Staff at McGruder and Catholic Charities also have been helping people find reputable contractors to repair their homes.
“A lot of people are worried about scammers,” Haddock said. “You have to be hyper vigilant, hyper aware of who you’re talking to, who’re you’re working with. … We need to make sure people understand the forms they are signing, the agreements that are being made.”
Some homeowners hit by the tornado were uninsured or underinsured and couldn’t afford to meet the deductible required by their policies, Haddock said. “We didn’t want them to have their deductible push them out.”
The agency arranged for volunteers to help with the tornado repairs.
The Saturday after the tornado hit, “we had 1,000 volunteers show up to help clean up North Nashville,” Haddock said.
But just when the community was starting to get back on its feet, it received another body blow.
“It was very busy and hectic those first two weeks after the tornado and then we were shut down by COVID,” Haddock said.
“It really put a burden on North Nashville tornado victims because everything would be done at a much slower pace,” Haddock explained. “We are moving more slowly and making sure we adhere to the safer at home guidelines and social distancing and still touching people in a way they can feel it.”
Pandemic deepens problems
“I can’t stress enough how COVID-19 came in and made things so much worse,” Haddock said. “After the tornado electricity was out for over a week for some of my neighbors.

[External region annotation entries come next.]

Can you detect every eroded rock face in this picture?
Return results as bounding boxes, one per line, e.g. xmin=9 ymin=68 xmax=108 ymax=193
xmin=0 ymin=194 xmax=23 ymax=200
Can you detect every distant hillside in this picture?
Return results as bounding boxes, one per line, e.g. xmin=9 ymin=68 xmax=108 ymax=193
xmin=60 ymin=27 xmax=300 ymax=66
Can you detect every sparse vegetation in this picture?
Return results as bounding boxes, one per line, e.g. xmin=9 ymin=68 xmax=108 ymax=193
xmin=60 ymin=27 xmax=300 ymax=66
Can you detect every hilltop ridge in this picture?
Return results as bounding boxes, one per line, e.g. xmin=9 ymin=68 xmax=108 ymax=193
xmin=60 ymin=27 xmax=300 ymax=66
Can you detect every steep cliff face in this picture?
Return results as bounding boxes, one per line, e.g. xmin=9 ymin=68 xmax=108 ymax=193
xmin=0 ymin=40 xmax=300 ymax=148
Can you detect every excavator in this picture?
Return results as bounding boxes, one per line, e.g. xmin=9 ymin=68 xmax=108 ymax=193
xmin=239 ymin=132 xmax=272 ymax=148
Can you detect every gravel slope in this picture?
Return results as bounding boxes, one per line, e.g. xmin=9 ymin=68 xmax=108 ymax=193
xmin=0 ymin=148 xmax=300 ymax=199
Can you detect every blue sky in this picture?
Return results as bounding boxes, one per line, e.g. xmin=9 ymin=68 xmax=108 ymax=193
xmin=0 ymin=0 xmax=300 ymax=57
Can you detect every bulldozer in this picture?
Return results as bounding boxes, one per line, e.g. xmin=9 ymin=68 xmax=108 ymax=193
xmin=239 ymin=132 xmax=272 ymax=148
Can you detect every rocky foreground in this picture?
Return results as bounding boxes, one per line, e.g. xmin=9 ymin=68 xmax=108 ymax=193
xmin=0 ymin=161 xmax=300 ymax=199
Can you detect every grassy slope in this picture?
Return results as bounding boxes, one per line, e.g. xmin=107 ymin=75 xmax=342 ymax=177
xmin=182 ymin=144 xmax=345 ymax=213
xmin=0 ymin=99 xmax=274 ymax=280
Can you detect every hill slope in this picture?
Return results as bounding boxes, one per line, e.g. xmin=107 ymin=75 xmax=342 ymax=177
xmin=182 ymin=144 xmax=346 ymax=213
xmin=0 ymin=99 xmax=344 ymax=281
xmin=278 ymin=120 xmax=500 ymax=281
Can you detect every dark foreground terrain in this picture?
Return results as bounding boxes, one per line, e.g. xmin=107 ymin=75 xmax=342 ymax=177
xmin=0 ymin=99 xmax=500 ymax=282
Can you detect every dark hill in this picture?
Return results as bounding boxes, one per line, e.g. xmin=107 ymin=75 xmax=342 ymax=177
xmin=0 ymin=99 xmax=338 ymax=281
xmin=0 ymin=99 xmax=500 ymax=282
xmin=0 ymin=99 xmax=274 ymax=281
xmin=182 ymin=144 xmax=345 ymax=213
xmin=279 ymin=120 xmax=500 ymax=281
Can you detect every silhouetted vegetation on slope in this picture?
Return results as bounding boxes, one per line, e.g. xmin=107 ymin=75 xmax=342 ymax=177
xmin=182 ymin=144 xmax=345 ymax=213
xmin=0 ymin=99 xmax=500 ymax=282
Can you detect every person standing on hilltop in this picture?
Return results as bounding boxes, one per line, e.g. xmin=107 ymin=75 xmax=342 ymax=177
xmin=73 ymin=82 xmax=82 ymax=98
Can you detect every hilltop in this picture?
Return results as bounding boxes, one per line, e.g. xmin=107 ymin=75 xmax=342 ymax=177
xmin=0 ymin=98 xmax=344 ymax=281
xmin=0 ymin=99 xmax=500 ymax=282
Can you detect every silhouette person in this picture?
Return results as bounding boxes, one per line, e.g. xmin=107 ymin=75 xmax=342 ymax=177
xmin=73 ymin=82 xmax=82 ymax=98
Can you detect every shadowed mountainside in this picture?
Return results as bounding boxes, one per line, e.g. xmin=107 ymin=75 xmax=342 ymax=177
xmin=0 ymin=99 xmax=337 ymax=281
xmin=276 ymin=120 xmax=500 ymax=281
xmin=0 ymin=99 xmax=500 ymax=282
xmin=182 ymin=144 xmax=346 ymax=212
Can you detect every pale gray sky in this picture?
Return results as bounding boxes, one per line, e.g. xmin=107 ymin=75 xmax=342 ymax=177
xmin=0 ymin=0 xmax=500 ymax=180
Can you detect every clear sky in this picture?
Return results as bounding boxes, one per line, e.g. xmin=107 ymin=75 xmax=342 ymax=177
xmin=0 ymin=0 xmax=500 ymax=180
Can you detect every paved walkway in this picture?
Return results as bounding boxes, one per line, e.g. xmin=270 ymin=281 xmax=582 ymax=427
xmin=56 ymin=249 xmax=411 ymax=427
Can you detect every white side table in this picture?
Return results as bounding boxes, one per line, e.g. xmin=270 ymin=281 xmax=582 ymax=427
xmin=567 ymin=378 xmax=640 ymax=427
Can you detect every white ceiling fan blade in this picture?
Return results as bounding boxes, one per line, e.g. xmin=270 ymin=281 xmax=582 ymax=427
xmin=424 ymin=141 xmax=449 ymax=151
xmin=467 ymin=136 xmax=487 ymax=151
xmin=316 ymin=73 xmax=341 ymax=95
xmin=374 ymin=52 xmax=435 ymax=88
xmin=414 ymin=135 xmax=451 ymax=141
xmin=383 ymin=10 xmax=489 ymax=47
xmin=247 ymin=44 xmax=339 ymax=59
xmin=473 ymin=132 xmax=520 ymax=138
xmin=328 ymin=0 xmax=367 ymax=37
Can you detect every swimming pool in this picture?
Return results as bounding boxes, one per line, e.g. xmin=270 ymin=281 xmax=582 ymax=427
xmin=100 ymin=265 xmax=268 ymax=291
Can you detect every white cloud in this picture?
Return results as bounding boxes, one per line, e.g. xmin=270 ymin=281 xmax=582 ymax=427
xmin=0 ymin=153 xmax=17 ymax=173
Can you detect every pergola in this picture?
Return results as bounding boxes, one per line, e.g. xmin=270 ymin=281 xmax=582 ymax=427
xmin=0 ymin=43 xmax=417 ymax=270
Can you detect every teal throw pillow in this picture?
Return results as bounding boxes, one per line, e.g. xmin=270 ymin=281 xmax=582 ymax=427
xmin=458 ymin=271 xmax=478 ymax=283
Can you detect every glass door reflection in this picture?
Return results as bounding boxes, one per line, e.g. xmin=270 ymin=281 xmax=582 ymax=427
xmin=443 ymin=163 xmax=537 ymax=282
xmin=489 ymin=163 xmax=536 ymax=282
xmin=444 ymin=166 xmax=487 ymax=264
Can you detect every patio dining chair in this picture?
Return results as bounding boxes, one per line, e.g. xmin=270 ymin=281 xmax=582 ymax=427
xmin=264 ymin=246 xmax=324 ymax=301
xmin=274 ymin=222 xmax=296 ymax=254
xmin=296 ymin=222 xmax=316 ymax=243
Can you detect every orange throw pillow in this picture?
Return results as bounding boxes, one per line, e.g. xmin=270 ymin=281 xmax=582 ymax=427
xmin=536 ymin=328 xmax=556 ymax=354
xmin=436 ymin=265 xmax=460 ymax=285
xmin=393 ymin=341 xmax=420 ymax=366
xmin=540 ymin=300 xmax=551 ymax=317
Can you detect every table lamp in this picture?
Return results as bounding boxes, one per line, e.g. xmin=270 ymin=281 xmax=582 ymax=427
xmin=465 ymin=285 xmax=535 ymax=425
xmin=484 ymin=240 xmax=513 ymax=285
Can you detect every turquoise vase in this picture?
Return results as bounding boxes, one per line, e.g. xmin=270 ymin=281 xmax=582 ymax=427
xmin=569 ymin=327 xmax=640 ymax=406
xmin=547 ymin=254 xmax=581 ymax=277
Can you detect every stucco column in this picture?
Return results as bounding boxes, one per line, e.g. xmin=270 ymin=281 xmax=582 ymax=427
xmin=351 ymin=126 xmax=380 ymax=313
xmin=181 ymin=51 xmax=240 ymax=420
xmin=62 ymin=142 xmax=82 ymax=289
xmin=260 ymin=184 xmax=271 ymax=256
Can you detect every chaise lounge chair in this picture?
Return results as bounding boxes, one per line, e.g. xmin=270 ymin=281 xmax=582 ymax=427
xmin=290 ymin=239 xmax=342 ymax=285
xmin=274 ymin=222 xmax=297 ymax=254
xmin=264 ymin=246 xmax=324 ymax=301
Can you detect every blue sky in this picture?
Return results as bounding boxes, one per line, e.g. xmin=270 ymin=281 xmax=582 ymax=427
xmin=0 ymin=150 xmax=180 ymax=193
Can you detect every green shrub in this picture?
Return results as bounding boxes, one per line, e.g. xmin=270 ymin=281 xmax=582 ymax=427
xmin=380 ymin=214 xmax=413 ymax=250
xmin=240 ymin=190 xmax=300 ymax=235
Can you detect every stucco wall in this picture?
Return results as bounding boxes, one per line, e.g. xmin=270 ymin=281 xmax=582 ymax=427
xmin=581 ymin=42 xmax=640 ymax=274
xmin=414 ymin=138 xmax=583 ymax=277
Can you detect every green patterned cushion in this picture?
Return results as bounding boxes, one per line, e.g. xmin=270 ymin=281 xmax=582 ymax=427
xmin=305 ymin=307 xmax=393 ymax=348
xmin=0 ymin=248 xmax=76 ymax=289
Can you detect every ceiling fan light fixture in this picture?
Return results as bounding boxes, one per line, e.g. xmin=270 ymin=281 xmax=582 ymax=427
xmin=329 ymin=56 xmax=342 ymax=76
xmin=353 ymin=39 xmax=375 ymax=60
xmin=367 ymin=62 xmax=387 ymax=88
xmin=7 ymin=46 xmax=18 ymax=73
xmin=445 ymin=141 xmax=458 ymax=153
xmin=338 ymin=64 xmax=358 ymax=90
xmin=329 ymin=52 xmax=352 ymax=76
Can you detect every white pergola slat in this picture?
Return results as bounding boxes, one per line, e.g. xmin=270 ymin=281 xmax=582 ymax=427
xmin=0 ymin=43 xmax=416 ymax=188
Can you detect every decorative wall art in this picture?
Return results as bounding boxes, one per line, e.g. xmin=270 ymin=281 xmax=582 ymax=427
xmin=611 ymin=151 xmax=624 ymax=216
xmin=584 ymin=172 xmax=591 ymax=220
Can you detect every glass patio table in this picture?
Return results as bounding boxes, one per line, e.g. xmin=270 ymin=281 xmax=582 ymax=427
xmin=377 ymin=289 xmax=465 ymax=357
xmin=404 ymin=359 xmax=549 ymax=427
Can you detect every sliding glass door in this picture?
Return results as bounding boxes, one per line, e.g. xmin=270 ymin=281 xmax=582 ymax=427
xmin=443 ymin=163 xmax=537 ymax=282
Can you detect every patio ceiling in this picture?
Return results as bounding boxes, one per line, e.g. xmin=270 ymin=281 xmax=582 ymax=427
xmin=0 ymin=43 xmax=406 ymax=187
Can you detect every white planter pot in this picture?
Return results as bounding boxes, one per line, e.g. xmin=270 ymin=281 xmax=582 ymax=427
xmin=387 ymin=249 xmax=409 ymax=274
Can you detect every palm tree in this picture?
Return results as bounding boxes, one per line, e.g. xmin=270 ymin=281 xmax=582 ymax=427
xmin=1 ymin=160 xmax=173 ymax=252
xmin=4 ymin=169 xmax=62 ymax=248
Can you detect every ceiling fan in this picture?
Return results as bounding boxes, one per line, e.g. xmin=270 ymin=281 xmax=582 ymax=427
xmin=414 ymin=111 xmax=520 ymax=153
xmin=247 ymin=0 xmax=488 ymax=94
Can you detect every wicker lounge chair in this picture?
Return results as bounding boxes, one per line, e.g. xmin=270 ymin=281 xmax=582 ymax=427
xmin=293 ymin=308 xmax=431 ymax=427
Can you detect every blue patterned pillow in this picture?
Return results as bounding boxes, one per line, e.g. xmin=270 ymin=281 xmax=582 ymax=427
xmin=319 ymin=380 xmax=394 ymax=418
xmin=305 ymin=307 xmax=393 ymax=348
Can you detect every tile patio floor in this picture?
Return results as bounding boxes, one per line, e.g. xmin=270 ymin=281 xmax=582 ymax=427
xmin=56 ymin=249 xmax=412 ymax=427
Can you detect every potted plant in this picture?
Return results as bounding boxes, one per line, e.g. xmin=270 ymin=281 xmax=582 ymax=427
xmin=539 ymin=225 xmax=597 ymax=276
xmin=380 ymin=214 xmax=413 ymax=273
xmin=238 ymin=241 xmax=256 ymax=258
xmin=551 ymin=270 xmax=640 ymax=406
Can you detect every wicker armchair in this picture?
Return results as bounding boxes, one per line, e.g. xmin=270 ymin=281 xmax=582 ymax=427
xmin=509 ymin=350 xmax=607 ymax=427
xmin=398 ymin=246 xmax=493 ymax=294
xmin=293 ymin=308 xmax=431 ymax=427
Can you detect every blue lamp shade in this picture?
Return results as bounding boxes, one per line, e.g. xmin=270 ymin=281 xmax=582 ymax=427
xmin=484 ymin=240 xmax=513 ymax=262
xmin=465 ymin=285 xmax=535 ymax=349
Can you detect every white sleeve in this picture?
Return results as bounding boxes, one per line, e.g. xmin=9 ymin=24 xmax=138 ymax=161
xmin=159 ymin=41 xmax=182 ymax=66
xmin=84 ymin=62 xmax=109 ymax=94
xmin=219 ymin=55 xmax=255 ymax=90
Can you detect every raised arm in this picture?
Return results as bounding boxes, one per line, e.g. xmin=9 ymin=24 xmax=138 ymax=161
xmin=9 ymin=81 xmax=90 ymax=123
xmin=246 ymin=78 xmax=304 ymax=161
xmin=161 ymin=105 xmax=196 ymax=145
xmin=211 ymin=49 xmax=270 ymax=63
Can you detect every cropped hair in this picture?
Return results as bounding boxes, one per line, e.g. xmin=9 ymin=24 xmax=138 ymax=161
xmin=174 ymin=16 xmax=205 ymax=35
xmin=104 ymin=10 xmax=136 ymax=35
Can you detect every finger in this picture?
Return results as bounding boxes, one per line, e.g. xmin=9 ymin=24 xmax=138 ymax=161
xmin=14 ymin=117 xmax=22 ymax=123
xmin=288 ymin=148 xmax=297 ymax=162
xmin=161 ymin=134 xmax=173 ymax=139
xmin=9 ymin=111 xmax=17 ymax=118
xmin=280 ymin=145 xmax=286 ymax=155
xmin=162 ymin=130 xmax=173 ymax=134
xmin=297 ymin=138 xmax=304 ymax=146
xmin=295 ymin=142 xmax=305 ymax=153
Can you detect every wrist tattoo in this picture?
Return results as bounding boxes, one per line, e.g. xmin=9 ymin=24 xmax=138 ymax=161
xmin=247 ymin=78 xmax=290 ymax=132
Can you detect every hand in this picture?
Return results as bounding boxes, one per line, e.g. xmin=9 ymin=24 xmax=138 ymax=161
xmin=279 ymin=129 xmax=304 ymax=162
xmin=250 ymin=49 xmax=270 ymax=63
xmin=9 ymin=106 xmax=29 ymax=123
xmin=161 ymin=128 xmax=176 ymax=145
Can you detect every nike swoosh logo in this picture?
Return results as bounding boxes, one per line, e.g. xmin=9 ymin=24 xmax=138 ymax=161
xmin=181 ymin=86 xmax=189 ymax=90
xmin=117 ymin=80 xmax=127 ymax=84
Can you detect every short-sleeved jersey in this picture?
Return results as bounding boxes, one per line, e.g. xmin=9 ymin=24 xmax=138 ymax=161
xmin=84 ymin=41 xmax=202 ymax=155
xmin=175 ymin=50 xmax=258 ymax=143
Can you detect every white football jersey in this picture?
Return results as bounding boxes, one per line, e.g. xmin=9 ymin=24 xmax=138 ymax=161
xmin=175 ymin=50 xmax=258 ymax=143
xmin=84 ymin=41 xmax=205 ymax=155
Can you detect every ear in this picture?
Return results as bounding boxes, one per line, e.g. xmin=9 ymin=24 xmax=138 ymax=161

Then we move right into everybody stay in place … a global pandemic, and people started losing their jobs.”
“It really hit a lot of hospitality workers and people in the service industry,” Haddock said. “A lot of those people have been laid off. Now they don’t have any money to try to help themselves.
“COVID-19 touched everybody, but for communities like North and East and Hermitage and Donelson and Lebanon, you could see they were hit especially hard because they are dealing with the tornado and the pandemic,” she said.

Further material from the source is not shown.